A thing is right when it tends to preserve the integrity, beauty, and stability of the biotic community. It is wrong when it tends otherwise.
—ALDO LEOPOLD, “THE LAND ETHIC” (1949)
Weaving through southern Virginia on a rainy weekday morning, I am on my way to visit Kristin McElligott. I first met her months ago at the annual conference of the Soil Society of America, where she was dutifully standing by her poster explaining her research into loblolly pine management. I liked her immediately—she was superbright, talkative, and funny (she described the forest’s designed purpose as “to produce a crapload of loblolly pine”). The drive south from Harrisonburg takes me two hours, first down I-81 and then along winding country roads. Lots of yard signs like this: “America: Pray and repent. Return to Jesus.” Lots of American flags. And lots of yard signs blending Jesus and American flags. A soil scientist at Virginia Tech, Kristin is familiar with this deep-red part of the country. Her previous degrees and work experiences have seen her living in Arkansas, Idaho, and Alaska, and she was raised in small-town Wisconsin, the first in her family to graduate from college. Given a choice, she admits, she would spend time tromping through wilderness areas in national forests or parks, but working in tree plantations has taught her much about balancing resource use and protecting the wilderness in which she feels most at home. Picture her with long brown hair in a ponytail, legs in jeans planted in hiking boots, striding off to find her research plots, her happy dog Nyssa running alongside. While the wet winding drive hasn’t been much fun, I am immediately glad I have come. This woman is passionate about soil.

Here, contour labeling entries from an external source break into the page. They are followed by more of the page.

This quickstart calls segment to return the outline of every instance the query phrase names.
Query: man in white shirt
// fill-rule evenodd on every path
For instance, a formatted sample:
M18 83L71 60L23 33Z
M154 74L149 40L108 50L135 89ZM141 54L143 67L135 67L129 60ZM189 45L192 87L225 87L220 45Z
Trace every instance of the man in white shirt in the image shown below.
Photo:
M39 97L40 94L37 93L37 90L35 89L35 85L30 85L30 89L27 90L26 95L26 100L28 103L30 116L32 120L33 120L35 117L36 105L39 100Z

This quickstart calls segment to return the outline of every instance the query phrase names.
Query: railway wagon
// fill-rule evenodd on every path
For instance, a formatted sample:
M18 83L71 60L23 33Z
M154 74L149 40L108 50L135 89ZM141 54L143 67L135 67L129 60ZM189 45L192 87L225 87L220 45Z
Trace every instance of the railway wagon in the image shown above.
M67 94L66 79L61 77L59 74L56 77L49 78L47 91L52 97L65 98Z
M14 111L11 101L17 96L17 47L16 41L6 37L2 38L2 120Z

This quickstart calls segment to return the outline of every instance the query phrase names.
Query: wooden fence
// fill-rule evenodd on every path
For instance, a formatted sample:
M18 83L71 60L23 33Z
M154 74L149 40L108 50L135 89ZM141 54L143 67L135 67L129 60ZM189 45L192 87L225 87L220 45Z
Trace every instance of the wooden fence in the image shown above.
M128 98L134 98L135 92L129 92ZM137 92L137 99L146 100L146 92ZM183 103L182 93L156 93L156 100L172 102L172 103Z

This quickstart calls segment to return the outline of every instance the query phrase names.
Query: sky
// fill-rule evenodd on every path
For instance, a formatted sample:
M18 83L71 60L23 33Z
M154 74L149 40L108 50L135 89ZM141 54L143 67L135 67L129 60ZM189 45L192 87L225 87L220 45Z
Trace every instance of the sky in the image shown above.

“I like to think of the whole belowground ecosystem as a distorted mirror of what you see above ground, just on a different scale.” She has a spade in her hands—called a sharpshooter down south—and we are walking through stands of loblolly pine toward a ditch she wants to show me. “Most people look at the ground and they see the surface. Soil scientists like to dig as deep as we can to figure out what’s happening, how nutrient contents are changing, how microbial communities are changing, where the fungi are, where the roots go, where the water moves. All of that happens below ground.”
This is probably the first thing to learn about soil: it can be incredibly dynamic. Unless it’s been scraped away, covered, trampled, or otherwise killed, the soil under our feet can vary in consistency from one plot to another close by, as Noah Fierer and Diana Wall found in Central Park. This matters, because it tells us that all ground is not equal in its ability to sustain life.
In fact, around the world the ground holds several thousand different types of soil, and some are far more fertile than others. Made of a mix of minerals, organic matter, air, and water, soils are often described simply as “clayey” or “sandy” or “loamy.” But because soil formation is influenced by many factors, including the “parent material” (such as rock), temperature, rainfall, organisms, and time, different types of soil are probably at least as varied as the landscapes they support, making the classifying of all those types extremely difficult. Nonetheless, the US Department of Agriculture begins its soil taxonomy system by dividing soils into twelve main types, each ending in “sol,” derived from the Latin word (solum) for soil or ground. Of these it is the Mollisols (molli meaning “soft”) that are most valuable. These are the soils of the most productive farmlands in the world—the mid-latitude grasslands of the United States east of the Rocky Mountains, the steppes of Russia, and the pampas of Argentina. And here is where the States won the soil lottery. While globally, Mollisols represent only about 7 percent of soils, in the States they make up more than 21 percent. In fact, about 35 percent of US soil is either Mollisols or Alfisols, an only slightly less fertile type. In China, by contrast, only about 12 percent of the soil is usable for farming or grazing. That the United States has long been the world’s breadbasket probably has less to do with American ingenuity than with the fact that we are living on much of the richest soil on Earth.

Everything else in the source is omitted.